When's the last time you have compiled the kernel? I bet waiting for Rust drivers to compile on a modern CPU should not take much longer than the last time I compiled the kernel by hand on a Core 2 Duo, circa 2013
>When's the last time you have compiled the kernel?
2010. I needed to do so for my Linux Kernel university class.
It took 8 hours on this piece of junk Pentium 4 I found in the school's e-waste bin. You know those Black Dell Optiplex machines that were everywhere like a plague.
They were days of such stress but also so much bliss.
In 2005, i compiled linux kernel in 15 minutes on AMD Duron 700. Is true that was a very optimized kernel for my architecture, but i think that the typical kernel with all modules could get 1 hour or something.
not sure how much can really be done wrong, worst case would probably be an allyesconfig, which is huge, and while it was still big in 2010, it was considerably less so than now
1. "Nobody compiles a kernel these days". Sure, maybe not for daily use for most, but lots of people do for work and experimentation.
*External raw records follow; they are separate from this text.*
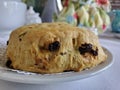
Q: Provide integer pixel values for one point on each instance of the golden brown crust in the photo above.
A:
(31, 48)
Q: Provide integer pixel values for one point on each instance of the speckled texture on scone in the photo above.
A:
(53, 48)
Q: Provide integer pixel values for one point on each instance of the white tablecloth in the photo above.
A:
(107, 80)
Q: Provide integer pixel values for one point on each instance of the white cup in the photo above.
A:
(12, 14)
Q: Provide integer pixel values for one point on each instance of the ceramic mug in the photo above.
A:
(12, 14)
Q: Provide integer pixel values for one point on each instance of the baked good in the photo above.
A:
(53, 48)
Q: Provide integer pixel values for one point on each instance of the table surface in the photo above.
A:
(107, 80)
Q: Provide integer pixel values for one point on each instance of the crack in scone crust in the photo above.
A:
(53, 48)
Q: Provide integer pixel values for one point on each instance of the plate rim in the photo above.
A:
(42, 79)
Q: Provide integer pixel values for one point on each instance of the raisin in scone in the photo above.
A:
(53, 48)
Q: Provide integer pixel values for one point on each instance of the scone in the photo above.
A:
(53, 48)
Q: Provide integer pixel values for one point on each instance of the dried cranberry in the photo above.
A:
(85, 48)
(95, 53)
(54, 46)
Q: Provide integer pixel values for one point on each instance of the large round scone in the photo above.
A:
(52, 48)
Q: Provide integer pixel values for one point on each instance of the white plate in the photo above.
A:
(26, 77)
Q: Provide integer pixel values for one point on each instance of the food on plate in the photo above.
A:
(53, 48)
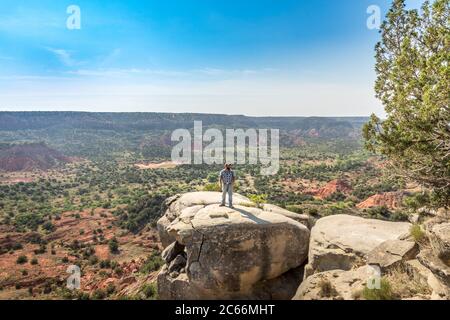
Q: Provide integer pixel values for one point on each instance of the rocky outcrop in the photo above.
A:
(439, 235)
(335, 284)
(423, 275)
(241, 253)
(390, 254)
(435, 265)
(331, 188)
(391, 200)
(343, 241)
(190, 203)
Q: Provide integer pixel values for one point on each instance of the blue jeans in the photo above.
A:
(227, 188)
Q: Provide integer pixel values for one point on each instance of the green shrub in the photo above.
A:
(384, 293)
(417, 233)
(326, 289)
(153, 263)
(149, 291)
(22, 259)
(98, 294)
(113, 245)
(212, 187)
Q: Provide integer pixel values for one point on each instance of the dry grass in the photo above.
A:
(405, 286)
(326, 289)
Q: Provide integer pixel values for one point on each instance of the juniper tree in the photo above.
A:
(413, 83)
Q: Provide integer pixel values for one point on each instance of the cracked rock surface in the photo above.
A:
(239, 253)
(343, 241)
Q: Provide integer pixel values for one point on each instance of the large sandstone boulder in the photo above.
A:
(392, 253)
(335, 284)
(191, 201)
(343, 241)
(439, 235)
(435, 265)
(423, 275)
(245, 252)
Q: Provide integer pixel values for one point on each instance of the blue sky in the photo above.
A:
(255, 57)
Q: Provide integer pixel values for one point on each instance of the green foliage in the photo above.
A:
(258, 199)
(326, 289)
(153, 263)
(22, 259)
(212, 187)
(147, 209)
(417, 233)
(113, 246)
(384, 293)
(98, 294)
(417, 200)
(149, 291)
(413, 81)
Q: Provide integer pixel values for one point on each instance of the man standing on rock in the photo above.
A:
(226, 181)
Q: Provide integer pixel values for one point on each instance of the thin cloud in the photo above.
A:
(64, 56)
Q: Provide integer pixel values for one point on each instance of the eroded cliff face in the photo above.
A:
(266, 252)
(223, 253)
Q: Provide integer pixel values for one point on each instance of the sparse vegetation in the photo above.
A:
(326, 289)
(22, 259)
(154, 263)
(417, 233)
(384, 293)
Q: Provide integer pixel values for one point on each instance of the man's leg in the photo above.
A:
(224, 193)
(230, 194)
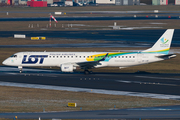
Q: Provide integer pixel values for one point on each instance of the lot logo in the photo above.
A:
(164, 41)
(33, 59)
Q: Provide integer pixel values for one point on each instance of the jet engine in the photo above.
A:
(67, 68)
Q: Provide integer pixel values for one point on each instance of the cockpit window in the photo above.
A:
(14, 56)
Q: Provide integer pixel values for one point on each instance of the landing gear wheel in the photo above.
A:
(86, 72)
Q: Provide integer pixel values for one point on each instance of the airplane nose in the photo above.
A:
(4, 62)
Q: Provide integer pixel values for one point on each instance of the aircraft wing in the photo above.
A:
(90, 64)
(167, 56)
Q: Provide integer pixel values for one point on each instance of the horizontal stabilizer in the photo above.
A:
(167, 56)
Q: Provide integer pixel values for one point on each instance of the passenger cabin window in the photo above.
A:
(13, 56)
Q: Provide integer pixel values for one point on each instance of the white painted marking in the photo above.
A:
(140, 82)
(158, 78)
(100, 91)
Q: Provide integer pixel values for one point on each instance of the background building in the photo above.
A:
(119, 2)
Also, Gentoo.
2. "Everybody runs a modern CPU". Plenty of people still run decade-old hardware, and even older, because it works and in that decade objectives of PC have not significantly changed, so why would hardware?
I honestly do not think the Linux Kernel team should worry too much about the very small niche of people that insist on compiling on slow CPUs. Cross compiling exists, and 99% of Linux users run a precompiled vmlinuz binary.
On the other hand, the Rust language team should do their utmost to improve the speed of their compiler.